Nos últimos trinta anos, muitos países do globo passaram por uma evolução democrática, graças à queda do império soviético, ao fim de muitos regimes militares na América Latina e ao desmoronamento de numerosas ditaduras asiáticas. O Oriente Médio, deste ponto de vista, não experimentou uma evolução semelhante e representa, a esse respeito, uma lamentável exceção. A longevidade dos governos nada mais é do que um indicador de esclerose política.
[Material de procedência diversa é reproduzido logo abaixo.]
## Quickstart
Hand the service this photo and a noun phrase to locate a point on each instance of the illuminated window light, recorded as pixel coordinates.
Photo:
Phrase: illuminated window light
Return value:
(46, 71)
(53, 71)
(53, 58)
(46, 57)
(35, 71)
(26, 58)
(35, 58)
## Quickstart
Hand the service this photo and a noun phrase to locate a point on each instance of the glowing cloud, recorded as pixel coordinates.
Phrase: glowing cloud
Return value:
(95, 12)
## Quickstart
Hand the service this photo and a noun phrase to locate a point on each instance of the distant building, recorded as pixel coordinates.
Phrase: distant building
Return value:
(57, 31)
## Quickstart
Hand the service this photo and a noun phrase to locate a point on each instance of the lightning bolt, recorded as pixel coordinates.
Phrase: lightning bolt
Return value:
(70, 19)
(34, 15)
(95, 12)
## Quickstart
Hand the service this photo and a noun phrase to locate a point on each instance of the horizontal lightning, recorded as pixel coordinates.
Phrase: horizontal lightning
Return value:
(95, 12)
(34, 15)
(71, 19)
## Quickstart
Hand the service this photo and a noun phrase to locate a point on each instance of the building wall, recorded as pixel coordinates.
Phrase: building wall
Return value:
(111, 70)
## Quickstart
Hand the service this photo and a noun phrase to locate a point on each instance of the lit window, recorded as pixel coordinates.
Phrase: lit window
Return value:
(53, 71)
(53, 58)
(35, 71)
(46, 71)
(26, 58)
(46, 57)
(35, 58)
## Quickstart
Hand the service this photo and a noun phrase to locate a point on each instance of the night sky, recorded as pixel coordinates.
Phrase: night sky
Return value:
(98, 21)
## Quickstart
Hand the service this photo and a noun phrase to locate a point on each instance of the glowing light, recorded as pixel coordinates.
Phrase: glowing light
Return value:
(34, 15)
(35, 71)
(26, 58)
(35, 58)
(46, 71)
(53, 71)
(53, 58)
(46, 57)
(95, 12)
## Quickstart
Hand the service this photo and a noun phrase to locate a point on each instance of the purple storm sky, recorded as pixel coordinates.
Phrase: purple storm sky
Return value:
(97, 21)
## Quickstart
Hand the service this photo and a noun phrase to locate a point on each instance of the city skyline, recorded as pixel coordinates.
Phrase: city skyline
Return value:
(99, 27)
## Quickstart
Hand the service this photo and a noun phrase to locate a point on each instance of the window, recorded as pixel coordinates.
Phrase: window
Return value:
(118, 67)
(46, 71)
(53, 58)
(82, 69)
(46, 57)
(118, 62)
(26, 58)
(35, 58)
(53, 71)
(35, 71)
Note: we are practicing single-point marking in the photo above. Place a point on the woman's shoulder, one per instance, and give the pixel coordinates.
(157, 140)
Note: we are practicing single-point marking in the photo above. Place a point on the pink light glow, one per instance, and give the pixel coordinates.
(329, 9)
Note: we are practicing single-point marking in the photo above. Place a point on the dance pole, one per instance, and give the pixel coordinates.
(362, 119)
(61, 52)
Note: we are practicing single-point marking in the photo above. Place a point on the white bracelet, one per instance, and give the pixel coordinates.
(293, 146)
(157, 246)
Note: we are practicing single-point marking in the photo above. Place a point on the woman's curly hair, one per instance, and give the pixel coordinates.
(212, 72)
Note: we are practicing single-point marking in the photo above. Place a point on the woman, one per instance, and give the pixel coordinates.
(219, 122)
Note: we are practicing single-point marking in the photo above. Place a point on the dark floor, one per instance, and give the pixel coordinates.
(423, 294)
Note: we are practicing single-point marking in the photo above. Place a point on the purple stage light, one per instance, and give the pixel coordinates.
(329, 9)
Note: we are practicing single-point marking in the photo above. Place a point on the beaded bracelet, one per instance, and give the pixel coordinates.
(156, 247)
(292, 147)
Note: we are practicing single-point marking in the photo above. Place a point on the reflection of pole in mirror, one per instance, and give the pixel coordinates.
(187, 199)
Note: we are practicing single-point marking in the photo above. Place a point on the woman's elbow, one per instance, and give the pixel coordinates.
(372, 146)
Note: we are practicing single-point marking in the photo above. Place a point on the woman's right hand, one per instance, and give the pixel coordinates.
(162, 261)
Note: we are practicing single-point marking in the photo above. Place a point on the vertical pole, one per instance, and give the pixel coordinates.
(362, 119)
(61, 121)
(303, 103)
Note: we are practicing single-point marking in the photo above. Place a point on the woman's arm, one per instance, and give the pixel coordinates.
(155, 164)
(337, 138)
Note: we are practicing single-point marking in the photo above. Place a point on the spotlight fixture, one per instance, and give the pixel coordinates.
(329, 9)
Como explicar tamanho atraso? Há ampla evidência empírica mostrando que os países mais ricos tendem a ser mais democráticos e menos raramente se transformam em ditaduras autoritárias. Este é o chamado "teoria da modernização”, que tem suas raízes nos filósofos iluministas do século XVIII. Obviamente, esta não é uma relação determinística, pois muitos outros fatores influenciam tanto o desenvolvimento econômico quanto o regime político de um país. Do nosso ponto de vista, o aspecto mais interessante é que quase todos os países árabes parecem ter ultrapassado o patamar de renda considerado essencial para o desenvolvimento das instituições democráticas. É claro que isso é especialmente verdadeiro para os produtores de petróleo que têm renda per capita mais alta.
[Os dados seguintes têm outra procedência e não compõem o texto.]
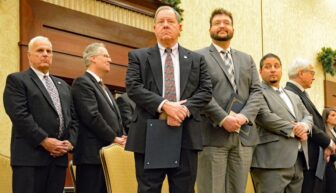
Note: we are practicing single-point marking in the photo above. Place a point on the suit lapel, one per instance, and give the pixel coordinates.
(102, 92)
(154, 60)
(185, 61)
(41, 86)
(273, 94)
(294, 106)
(216, 56)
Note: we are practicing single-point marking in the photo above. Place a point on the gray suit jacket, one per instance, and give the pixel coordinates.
(277, 149)
(248, 88)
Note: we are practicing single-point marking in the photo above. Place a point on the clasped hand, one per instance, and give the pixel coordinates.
(300, 131)
(56, 147)
(176, 112)
(233, 122)
(121, 140)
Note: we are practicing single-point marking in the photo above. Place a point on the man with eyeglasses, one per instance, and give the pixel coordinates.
(99, 119)
(283, 125)
(301, 74)
(44, 125)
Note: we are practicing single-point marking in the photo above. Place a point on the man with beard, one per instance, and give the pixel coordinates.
(283, 124)
(225, 161)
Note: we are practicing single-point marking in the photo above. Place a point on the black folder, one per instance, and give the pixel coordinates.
(163, 145)
(235, 105)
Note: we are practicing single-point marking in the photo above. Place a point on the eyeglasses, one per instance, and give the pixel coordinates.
(312, 72)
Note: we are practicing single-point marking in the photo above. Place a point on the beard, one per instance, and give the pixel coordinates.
(274, 81)
(220, 38)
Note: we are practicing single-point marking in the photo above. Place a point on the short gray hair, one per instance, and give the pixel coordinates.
(165, 7)
(91, 50)
(37, 39)
(297, 65)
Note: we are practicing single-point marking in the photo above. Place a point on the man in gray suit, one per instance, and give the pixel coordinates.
(284, 124)
(226, 158)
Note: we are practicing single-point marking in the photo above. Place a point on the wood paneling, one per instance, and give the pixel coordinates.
(71, 31)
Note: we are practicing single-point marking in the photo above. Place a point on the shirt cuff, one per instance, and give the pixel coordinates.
(160, 106)
(186, 109)
(222, 122)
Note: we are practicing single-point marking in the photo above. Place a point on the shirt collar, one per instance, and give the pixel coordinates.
(220, 49)
(174, 49)
(297, 84)
(95, 76)
(39, 74)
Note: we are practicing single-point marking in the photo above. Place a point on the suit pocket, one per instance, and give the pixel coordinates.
(268, 139)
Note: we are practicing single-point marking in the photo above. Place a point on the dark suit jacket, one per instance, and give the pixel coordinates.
(126, 107)
(144, 86)
(318, 137)
(99, 121)
(248, 88)
(34, 118)
(277, 149)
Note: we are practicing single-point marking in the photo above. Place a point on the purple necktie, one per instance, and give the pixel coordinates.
(170, 90)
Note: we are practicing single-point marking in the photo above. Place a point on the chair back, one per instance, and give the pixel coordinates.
(119, 170)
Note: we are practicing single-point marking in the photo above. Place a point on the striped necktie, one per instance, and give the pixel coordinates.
(229, 65)
(53, 93)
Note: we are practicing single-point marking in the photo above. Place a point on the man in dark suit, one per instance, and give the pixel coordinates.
(284, 123)
(99, 120)
(225, 160)
(171, 82)
(126, 107)
(301, 74)
(44, 124)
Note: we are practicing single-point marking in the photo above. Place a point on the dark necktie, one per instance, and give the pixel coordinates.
(170, 90)
(53, 93)
(229, 65)
(305, 94)
(106, 92)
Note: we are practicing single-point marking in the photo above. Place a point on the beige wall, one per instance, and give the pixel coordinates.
(9, 57)
(107, 11)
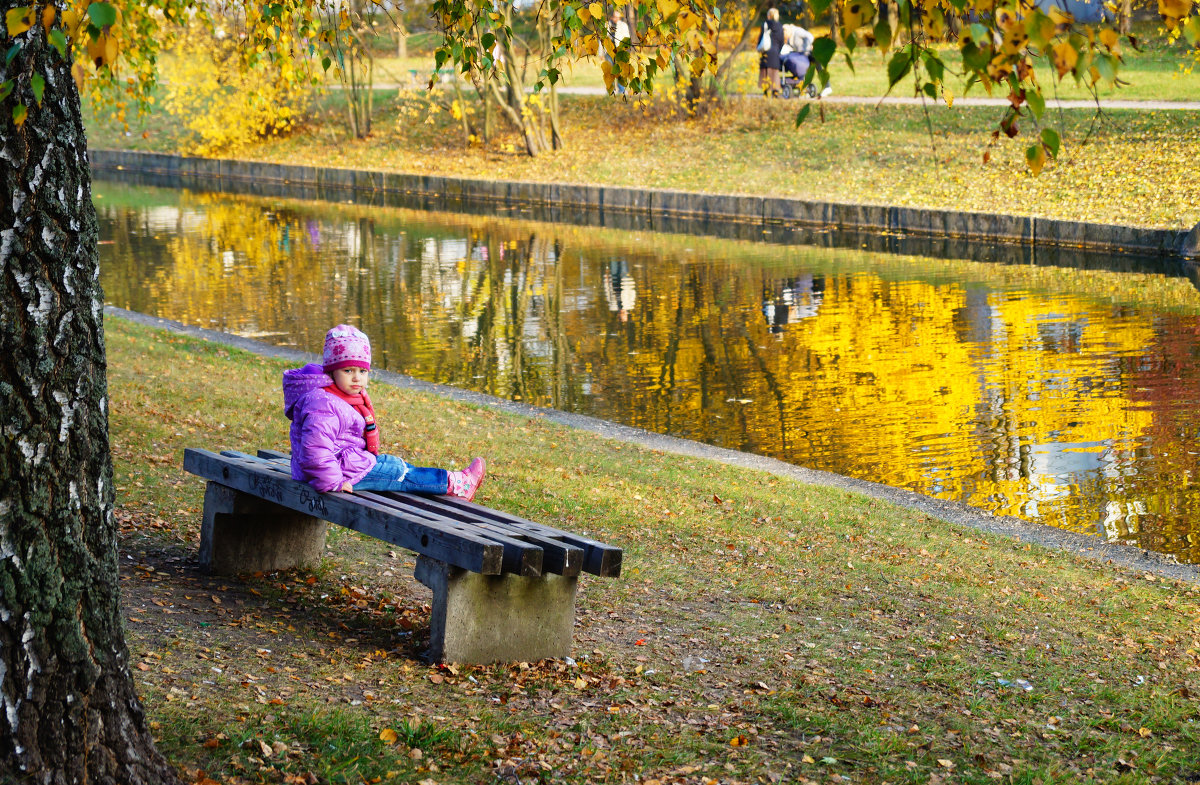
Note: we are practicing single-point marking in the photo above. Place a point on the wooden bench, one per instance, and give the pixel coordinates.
(503, 587)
Nesses países, o que muitos estudiosos chamam de la é amplamente confirmado maldição do estado rentista: baixo crescimento econômico, forte probabilidade de guerras civis e baixa propensão para desenvolver instituições democráticas. Nem a análise teórico-doutrinária, nem as evidências históricas e econométricas, que revisitamos, parecem capazes de dar respostas definitivas sobre a contribuição do Islã para o desenvolvimento econômico-institucional. Por outro lado, parece que os países islâmicos apresentam situações socioeconómicas algo diferenciadas e dependem, antes, da área geográfica a que pertencem. Típico é o caso deIndonésia, que conseguiu juntar-se à carruagem dos tigres asiáticos, ou à da Turquia, que felizmente ainda mantém fortes laços com a Europa.
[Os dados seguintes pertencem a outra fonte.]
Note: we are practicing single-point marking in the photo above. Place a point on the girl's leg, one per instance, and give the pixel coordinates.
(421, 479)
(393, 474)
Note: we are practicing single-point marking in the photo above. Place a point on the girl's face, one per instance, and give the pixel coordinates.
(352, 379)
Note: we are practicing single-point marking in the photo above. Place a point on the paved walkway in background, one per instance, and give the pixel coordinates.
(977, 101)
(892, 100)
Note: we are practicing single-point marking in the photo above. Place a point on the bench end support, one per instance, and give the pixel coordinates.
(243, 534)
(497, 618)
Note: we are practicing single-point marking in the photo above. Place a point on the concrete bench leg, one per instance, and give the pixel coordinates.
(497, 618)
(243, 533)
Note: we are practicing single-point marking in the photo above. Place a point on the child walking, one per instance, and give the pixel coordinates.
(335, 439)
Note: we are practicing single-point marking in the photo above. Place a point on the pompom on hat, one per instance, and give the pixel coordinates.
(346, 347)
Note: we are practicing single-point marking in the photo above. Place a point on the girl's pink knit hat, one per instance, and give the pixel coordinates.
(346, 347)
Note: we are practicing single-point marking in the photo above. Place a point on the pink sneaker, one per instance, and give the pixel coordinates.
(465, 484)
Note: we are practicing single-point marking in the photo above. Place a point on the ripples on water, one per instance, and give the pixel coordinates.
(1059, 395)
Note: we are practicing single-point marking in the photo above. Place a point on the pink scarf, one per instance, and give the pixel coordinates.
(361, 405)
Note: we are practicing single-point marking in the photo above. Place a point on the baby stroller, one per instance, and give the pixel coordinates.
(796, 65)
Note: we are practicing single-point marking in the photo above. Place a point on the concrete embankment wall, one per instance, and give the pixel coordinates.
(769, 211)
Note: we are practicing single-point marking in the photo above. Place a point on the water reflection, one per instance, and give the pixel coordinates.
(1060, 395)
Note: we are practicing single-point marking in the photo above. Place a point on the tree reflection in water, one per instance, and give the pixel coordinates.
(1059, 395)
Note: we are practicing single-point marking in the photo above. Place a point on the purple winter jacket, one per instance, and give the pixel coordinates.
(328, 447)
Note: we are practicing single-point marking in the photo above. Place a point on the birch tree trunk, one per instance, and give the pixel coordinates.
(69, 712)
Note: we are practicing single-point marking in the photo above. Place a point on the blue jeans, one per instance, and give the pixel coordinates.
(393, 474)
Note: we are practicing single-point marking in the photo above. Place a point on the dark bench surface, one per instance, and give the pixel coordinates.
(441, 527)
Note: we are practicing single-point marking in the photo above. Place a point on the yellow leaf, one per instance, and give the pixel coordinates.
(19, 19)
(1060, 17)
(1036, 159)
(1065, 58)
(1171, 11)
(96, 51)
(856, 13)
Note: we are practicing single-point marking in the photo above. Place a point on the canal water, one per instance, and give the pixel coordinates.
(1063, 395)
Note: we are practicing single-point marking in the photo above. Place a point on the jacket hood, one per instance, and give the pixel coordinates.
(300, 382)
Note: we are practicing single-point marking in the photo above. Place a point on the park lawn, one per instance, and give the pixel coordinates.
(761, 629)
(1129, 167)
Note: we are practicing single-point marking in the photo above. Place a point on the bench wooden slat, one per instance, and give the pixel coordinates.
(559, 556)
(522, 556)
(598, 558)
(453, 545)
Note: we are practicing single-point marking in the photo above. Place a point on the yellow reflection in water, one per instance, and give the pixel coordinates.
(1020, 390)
Nos últimos anos, a ciência econômica e política também mostraram como a fragmentação étnica, lingüística, cultural e religiosa pode ser um forte obstáculo ao processo de crescimento econômico e à criação de instituições eficientes e democráticas. Desse ponto de vista, mostramos como os países árabes são muito menos homogêneos do que pode parecer aos olhos de um ocidental. Essa forte heterogeneidade da área parece ser um fator que ajuda a explicar o baixo desenvolvimento econômico e o atraso das instituições.

Tudo isso nos permite construir alguns cenários para o futuro. E especialmente o jogo mais importante será jogado no terreno macroeconômico nos próximos anos. Se é verdade que o principal problema dos países do Norte de África e do Médio Oriente tem sido um modelo de desenvolvimento demasiado fechado e pouco disposto a integrar-se no resto do mundo, só uma atitude político-cultural diferente face ao exterior poderá permitir que as economias dos países árabes encontrem o ritmo certo de crescimento. Esta foi, aliás, a atitude que acompanhou o mundo árabe no seu momento de maior esplendor. Esta seria também a melhor vitamina para fortalecer os rebentos das democracias árabes.